Une femme vivant à Ordu a déposé une demande de divorce, affirmant que son mari faisait preuve d'une jalousie constante, ne l'autorisait pas à sortir, avait recours à la sorcellerie contre elle et ne partageait pas les charges du foyer. Exprimant craindre pour sa sécurité, la femme a également réclamé des dommages et intérêts matériels et moraux.
Le mari défendeur a, quant à lui, soutenu que son épouse était agressive, qu'elle exerçait des violences à son encontre, qu'elle préférait souvent dormir séparément et qu'elle l'insultait.
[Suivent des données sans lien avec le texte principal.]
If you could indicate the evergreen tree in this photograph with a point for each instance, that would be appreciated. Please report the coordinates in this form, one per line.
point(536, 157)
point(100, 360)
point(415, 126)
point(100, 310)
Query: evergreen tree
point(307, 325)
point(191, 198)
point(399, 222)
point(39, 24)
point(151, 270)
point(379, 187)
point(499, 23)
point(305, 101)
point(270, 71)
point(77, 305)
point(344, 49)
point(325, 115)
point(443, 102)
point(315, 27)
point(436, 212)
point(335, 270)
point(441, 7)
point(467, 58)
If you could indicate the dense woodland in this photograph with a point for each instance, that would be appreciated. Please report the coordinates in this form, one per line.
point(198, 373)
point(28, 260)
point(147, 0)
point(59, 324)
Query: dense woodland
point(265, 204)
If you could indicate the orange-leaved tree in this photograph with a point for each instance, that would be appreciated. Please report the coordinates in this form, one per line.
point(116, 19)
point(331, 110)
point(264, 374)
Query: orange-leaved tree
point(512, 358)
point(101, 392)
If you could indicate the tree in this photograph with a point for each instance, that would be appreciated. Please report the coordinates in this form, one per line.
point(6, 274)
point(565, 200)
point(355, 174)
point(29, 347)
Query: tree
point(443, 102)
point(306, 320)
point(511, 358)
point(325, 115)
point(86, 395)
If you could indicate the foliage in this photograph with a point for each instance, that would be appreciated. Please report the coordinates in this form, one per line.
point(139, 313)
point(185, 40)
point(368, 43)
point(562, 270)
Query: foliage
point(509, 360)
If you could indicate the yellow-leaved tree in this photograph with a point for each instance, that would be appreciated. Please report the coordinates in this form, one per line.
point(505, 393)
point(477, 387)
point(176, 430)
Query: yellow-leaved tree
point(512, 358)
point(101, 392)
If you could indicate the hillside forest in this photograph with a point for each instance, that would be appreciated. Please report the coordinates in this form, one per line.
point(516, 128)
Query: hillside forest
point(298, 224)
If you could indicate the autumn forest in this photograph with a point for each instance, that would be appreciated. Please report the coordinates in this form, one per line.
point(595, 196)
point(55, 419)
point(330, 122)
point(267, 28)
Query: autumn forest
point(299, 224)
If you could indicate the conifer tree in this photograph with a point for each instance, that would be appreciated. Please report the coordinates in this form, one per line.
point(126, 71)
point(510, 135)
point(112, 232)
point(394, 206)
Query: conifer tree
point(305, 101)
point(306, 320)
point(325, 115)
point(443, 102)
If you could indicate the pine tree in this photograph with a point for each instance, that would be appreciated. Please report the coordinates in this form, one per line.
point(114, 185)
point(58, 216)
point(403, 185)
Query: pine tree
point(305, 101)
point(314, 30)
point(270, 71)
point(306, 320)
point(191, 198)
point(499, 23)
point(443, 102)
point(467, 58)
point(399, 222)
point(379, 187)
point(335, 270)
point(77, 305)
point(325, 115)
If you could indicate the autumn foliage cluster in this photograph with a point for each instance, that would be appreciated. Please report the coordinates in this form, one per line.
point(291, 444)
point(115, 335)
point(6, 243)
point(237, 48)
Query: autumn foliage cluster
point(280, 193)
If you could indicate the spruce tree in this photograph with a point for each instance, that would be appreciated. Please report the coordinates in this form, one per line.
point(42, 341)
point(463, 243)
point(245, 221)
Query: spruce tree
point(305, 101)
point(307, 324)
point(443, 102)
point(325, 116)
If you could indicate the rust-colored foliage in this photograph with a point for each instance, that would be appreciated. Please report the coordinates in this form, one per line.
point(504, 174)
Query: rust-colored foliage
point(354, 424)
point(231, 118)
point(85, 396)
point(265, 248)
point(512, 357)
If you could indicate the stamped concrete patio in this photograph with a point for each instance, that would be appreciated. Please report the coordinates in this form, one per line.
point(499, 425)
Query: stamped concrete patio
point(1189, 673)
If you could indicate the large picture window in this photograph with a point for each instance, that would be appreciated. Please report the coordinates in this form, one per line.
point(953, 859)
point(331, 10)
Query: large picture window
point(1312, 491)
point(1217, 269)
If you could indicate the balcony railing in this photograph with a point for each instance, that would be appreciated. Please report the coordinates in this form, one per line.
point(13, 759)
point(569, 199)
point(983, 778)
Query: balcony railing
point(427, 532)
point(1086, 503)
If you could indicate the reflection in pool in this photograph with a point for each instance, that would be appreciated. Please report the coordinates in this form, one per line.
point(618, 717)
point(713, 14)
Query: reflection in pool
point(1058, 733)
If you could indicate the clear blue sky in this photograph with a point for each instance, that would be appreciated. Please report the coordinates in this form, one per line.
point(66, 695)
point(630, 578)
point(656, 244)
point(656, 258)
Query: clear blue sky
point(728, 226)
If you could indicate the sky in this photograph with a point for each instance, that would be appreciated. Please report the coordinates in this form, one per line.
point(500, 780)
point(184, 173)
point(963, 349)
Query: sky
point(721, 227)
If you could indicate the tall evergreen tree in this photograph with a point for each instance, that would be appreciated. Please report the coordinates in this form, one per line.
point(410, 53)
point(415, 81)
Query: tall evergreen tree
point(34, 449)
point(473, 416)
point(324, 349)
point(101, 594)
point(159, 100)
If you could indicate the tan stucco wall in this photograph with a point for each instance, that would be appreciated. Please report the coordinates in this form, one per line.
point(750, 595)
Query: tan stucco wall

Il a demandé le rejet de la demande de divorce et l'acceptation de sa propre demande.
Le 2e tribunal de la famille d'Ordu a jugé l'homme « entièrement responsable », soulignant ses « attitudes de jalousie excessive, le fait qu'il interdisait à son épouse de sortir de la maison, qu'il avait offert de faux bijoux lors du mariage, qu'il criait sur elle et qu'il l'insultait en marchant vers elle ». Le tribunal, qui a prononcé le divorce, a ordonné à l'homme de verser à la femme une pension alimentaire mensuelle de 1 000 TL, ainsi que 40 000 TL de dommages et intérêts matériels et 40 000 TL de dommages et intérêts moraux.
Saisie par l'homme, la 4e chambre civile de la Cour d'appel régionale de Samsun a examiné le dossier et, compte tenu de la situation économique des parties, a décidé que la pension alimentaire devait être versée sous forme d'un capital unique de 30 000 TL. Les autres recours ont été rejetés.
Dans le dossier porté devant la Cour de cassation, la 2e chambre civile a jugé la décision du tribunal local appropriée et l'a confirmée. La décision contient l'évaluation suivante :
"L'annulation des décisions définitives des cours d'appel régionales n'est possible qu'en présence de l'un des motifs prévus à l'article 371 de la loi n° 6100. La décision examinée en cassation est conforme à la procédure et à la loi, compte tenu des allégations et défenses mutuelles des parties, des documents sur lesquels elles s'appuient, des règles de droit applicables au litige, de la qualification de la relation juridique, des conditions de recevabilité de l'action, des règles de jugement et de preuve, ainsi que des motifs énoncés dans la décision ; les raisons avancées par le mari défendeur dans sa requête en cassation n'ont pas été jugées de nature à justifier l'annulation de la décision."